‘Servo et sudito fidelissimo’
A letter, when you put it in an envelope, changes completely.
It is no longer mine but becomes yours.
What I wanted to say has disappeared.
Only what you understand remains’
An e-mail of a dear friend of line, the head of the Office for Pastoral Care in Health of the Diocese of Imola, which arrived two weeks ago, pointed out to me the discovery at the Bergamo antiques fair of a little painting/reliquary (with a seal on the back) containing two signed letters written by our Founder Camillus de Lellis to Fr. Biagio Opertis. The head of this antiques shop is a trustworthy man – an expert for courts of law and for the Chamber of Commerce of Parma.
Interested in the question, Fr. Vittorio Paleari, the Provincial Superior of the Province of Italy, had a meeting with this antiques dealer and after buying the small canvas gave it to the museum that is located at our generalate house.
Both of these letters, as one can see from the pictures, are folded more than once in order to highlight the signature of Camillus!
Each of these letters is bound by a thread of satin with a seal in red sealing wax containing the seal of our Order.

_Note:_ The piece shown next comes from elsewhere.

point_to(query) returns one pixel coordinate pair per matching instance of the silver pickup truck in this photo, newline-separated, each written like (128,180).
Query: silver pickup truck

That is another chapter of this event. For the moment we will try to resist the temptation of opening these two sheets which have come down to us from about four hundred years ago, given their extreme fragility, while waiting for some expert restorer to offer us some useful suggestions as to how this could be done.
Certainly we know one thing: Camillus professed himself the ‘servo et sudito fidelissimo’ (‘Most faithful servant and subject’) of Fr. Biagio. This final ending of the first letter – beyond any likely formality of salutation – in itself attests to the esteem and trust that these two religious brothers felt for each other.